The researchers also found no association between the number or frequency of migraine headaches with progression of lesions, and there were no significant differences in cognitive functioning between the migraine group and the controls at follow-up. Deep white matter hyperintensity load was not associated with cognitive performance.
“There still remains the question of what causes the lesions and why it is cumulative when people stopped having migraine attacks,” Dr. Kruit said. “Whether lesions may further accumulate and then have a later effect on cognitive function can't be excluded [from consideration], but then also the effects are not expected to have a clinical impact.
“Doctors should just go on treating migraine patients as they are used to doing,” Dr. Kruit continued. Although larger volumes of white matter lesions have been correlated with a decline in cognitive ability, in the case of migraine “the amount of lesions is relatively low, and these amounts of lesions do not have evident functional correlates.”
The study authors noted that clinicians sometimes struggle with how and to what extent to explain the meaning of white matter lesions to their migraine patients. The brain lesions are typically noted in the radiology report, but what impact they have on the patient's course of disease and treatment plan is a different issue.
WHAT DOES IT MEAN FOR PATIENTS?
Sheena Aurora, MD, associate professor of neurology at Stanford University, who was not involved with the study, told Neurology Today that “most patients want to know what these lesions mean. Does it mean they are going to cause memory problems? Does it mean they are going to increase their risk of dementia or stroke?”

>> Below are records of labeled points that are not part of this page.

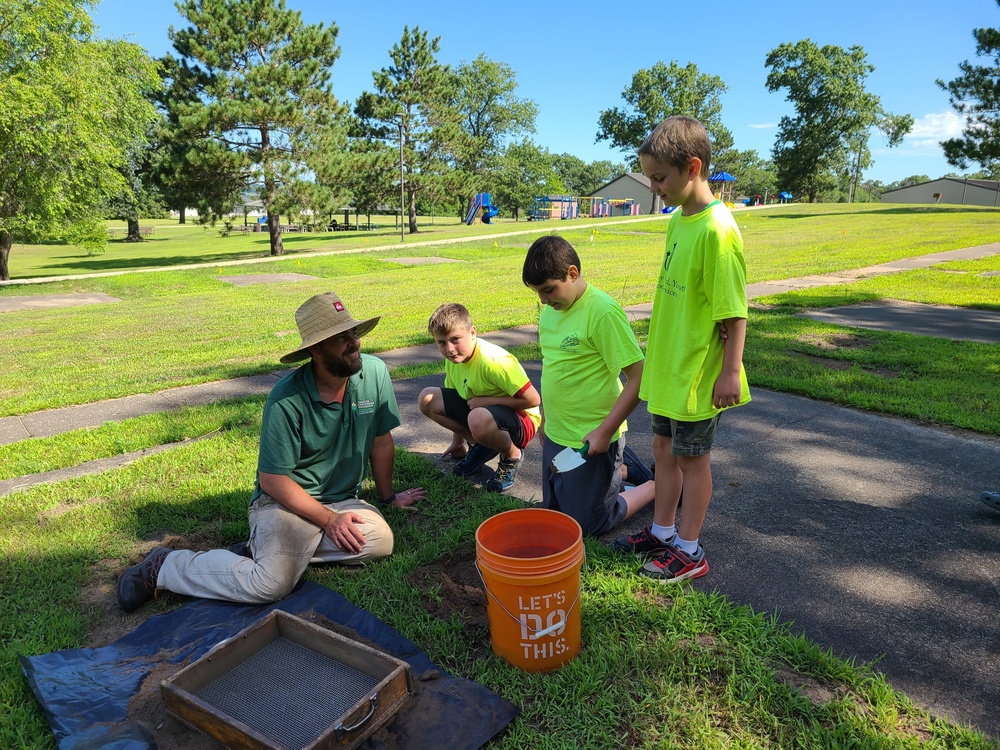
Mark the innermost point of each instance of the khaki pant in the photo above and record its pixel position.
(283, 545)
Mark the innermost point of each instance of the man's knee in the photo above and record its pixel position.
(426, 400)
(273, 585)
(379, 541)
(481, 422)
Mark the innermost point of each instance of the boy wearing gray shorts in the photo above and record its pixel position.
(695, 346)
(586, 344)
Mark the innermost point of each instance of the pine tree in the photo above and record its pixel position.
(258, 91)
(975, 95)
(411, 103)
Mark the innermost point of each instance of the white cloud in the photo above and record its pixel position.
(936, 126)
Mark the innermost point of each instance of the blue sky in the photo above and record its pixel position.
(575, 58)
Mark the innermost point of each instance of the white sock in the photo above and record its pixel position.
(689, 547)
(663, 533)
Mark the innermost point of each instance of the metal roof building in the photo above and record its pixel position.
(948, 190)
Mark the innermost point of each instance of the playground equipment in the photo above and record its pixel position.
(481, 203)
(580, 207)
(722, 185)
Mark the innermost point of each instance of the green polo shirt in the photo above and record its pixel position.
(324, 446)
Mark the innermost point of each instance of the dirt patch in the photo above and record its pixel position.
(452, 586)
(812, 689)
(842, 364)
(837, 341)
(654, 598)
(833, 364)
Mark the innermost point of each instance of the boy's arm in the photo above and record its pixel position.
(526, 398)
(628, 399)
(727, 387)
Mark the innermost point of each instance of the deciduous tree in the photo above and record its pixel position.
(490, 114)
(834, 115)
(975, 95)
(71, 107)
(658, 93)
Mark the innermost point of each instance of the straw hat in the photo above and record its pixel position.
(321, 317)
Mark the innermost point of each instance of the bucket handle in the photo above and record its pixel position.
(535, 634)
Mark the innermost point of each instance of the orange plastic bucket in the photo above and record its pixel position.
(530, 561)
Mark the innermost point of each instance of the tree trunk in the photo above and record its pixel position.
(133, 231)
(6, 240)
(274, 230)
(412, 210)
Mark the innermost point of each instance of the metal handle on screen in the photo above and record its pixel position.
(340, 730)
(550, 629)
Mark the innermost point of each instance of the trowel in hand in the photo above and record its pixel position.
(569, 458)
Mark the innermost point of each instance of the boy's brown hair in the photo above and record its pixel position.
(676, 140)
(449, 317)
(548, 258)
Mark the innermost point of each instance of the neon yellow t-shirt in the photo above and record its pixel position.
(702, 282)
(490, 371)
(584, 350)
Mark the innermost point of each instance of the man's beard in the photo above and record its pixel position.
(343, 366)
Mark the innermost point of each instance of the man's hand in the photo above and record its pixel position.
(599, 442)
(406, 498)
(342, 529)
(726, 392)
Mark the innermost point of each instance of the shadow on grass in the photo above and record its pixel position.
(901, 209)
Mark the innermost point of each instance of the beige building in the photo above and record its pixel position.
(948, 190)
(634, 185)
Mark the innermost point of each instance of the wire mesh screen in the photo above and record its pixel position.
(288, 692)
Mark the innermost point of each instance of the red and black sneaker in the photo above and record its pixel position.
(643, 543)
(674, 564)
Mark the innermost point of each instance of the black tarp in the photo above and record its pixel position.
(85, 693)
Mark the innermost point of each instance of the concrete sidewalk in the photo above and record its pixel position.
(864, 532)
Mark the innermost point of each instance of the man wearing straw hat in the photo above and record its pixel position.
(322, 425)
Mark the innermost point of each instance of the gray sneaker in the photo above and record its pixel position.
(137, 585)
(474, 460)
(505, 475)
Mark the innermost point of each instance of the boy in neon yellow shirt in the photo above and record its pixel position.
(695, 346)
(586, 344)
(487, 402)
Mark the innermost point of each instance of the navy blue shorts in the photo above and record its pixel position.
(589, 493)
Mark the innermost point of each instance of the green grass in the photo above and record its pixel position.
(679, 670)
(75, 447)
(184, 327)
(174, 244)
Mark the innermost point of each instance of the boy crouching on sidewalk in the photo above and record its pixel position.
(487, 402)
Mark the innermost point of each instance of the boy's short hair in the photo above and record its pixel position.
(676, 140)
(548, 258)
(449, 317)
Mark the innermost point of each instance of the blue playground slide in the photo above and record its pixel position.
(482, 202)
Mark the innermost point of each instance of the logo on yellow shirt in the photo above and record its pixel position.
(570, 343)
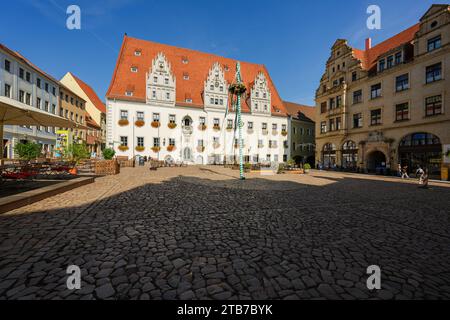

Dr. Aurora said the latest study results will allow her to offer reassurance to those patients who worry about the long-term implications of migraine-related lesions.
Randolph Evans, MD, a Houston neurologist and clinical faculty member at Baylor College of Medicine, agreed that “this study should be reassuring to patients that the lesions are relatively benign.”
Still, many questions remain. “The major thing we don't know is what causes these white matter abnormalities” in migraine, Dr Evans said. Although white matter lesions are thought to be due to gliosis, “you can't say these are little strokes as there is no definite evidence that the lesions are due to ischemia,” he pointed out.
Dr. Evans said some clinicians see value in putting migraine patients without risk factors on aspirin as a preventative therapy against stroke, but he questions the benefit. “Daily aspirin has a small risk of bleeding complications with no benefit demonstrated to date in this population.”
Dr. Kruit noted that the new study was not designed to focus on the question of risk of future stroke.
Joel Saper, MD, clinical professor of neurology at Michigan State University and director of the Michigan Head Pain & Neurological Institute in Ann Arbor, said that as a clinician he has felt compelled to talk to patients about the presence of lesions on their MRI, “and that, of course, created a lot of anxiety.”
“Now we can say the spots themselves don't seem to be a marker for risk, but that doesn't mean we don't try to control risk factors” for both migraine attacks and cardiovascular disease, he told Neurology Today.
The JAMA editorial noted that, “given the relationship between migraine and several acquired and genetic vasculopathologies, it is possible that certain subpopulations of patients with migraine may be at increased genetic risk for significant white matter disease and neurological morbidity, including stroke, transient ischemic attack, cognitive impairment, and other neurologic outcomes.”
“Addressing modifiable risk factors for stroke — such as obesity, smoking, hypertension, hypercholesterolemia, and physical inactivity — and avoiding high-dose combined oral contraceptive in women older than 35 years and in those with untreated or poorly controlled vascular risk factors seems prudent,” they wrote.